I’m gonna miss Jeff Laughlin, the inaugural sports columnist for Triad City Beat, in much the same way I miss myself when I was him: single, aging, full of unfulfilled promise and ready to make things happen.
He’s moving to New York, which is the exact opposite of what I did when I felt it was time to get in the game. It’s a poignant moment, and one that does not last.
You don’t make many new friends as you get older; that’s just the way it goes. And I stopped running around shortly before I met him, when he became my intern years ago.
But Laughlin is my friend, and I wanted to send him off. I wanted his exit to be different from the unceremonious dozens I’ve endured in the Triad over the years, that steady bleed of good people who head out for better things. I’d never be able to convince him to stay. But at the least, I could show up to see his band.

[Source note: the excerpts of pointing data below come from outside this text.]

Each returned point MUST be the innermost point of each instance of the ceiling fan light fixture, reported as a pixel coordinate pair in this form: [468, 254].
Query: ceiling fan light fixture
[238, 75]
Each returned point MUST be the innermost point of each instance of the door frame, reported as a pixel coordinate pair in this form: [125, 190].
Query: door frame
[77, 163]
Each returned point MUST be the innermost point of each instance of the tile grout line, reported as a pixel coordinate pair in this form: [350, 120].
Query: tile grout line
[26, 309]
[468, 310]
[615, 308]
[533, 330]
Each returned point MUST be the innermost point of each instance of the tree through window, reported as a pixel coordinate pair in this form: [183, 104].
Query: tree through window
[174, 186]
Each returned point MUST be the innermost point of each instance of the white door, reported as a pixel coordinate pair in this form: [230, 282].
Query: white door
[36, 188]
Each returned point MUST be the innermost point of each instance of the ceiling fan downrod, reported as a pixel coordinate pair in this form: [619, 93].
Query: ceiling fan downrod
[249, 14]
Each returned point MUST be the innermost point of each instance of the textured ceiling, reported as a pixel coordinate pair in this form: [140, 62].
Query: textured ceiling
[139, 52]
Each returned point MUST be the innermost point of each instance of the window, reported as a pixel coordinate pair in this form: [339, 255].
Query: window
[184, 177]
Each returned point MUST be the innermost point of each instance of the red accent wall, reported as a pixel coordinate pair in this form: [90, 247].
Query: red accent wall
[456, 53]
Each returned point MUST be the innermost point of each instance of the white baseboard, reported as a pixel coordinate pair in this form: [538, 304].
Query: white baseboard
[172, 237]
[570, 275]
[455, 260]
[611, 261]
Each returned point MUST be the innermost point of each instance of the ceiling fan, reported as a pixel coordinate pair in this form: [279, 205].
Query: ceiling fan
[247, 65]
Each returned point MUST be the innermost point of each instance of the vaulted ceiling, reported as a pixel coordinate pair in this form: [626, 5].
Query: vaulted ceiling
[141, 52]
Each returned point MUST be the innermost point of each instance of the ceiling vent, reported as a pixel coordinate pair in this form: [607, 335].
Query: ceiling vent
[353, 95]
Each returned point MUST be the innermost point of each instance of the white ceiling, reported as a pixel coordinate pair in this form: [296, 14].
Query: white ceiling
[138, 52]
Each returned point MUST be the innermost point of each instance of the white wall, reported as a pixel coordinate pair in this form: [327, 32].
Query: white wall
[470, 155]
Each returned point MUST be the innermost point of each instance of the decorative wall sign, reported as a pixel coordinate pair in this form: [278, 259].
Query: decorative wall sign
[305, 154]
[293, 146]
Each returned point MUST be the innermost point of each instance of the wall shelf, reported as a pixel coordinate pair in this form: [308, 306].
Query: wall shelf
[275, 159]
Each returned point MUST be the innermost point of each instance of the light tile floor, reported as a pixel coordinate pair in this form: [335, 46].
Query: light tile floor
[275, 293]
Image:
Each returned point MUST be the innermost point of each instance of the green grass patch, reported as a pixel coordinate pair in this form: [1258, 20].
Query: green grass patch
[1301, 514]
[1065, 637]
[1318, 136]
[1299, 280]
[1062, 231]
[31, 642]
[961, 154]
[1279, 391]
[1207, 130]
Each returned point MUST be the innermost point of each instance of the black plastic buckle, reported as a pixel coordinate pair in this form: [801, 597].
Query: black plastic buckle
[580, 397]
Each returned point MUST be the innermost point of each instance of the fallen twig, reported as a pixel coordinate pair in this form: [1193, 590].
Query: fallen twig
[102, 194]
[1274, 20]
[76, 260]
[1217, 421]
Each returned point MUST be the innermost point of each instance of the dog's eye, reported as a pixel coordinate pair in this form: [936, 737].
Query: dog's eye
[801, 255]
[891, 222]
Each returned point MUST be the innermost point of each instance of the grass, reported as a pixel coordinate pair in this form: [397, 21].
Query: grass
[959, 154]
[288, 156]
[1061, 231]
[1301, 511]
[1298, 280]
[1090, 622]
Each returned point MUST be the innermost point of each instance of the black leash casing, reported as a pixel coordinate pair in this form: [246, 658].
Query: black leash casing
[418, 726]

I brought my son to the house show. He’s every inch a teenage kid, though under the right lighting and circumstances I think he might be able to hustle up some action among grown folks. But that’s not why I brought him.
Laughlin’s band eased into an acoustic set accented by the sweet tones of a Rhodes keyboard and his own voice, a high tenor that worked its way through the friendly crowd like a waitress passing out shots of whiskey.
Jeff the funnyman, Jeff the jaded, Jeff the reluctant poet gave himself over to these ballads and fables, inhabited them like a spirit. And in those moments where the man became the song and the song became him, he gave us all a glimpse into his nature, his true self.
I wanted my son to see that. I wanted him to see that people still gather in rooms with their friends and make music to the night, and maybe there’ll be a fire to stand by, and perhaps you’ll get the chance to see someone you know in an entirely new light.
There are people who stay, and there are people who go, and there are many of us for whom such things matter. For us, the chapters of this city are written in nights like this.
Jeff was beautiful, as content as ever I’ve seen him, even as the time passed through his grasp like smoke.
I wanted my kid to see that, too — that there are moments in our lives so sweet as to last forever. And that it’s okay to move on.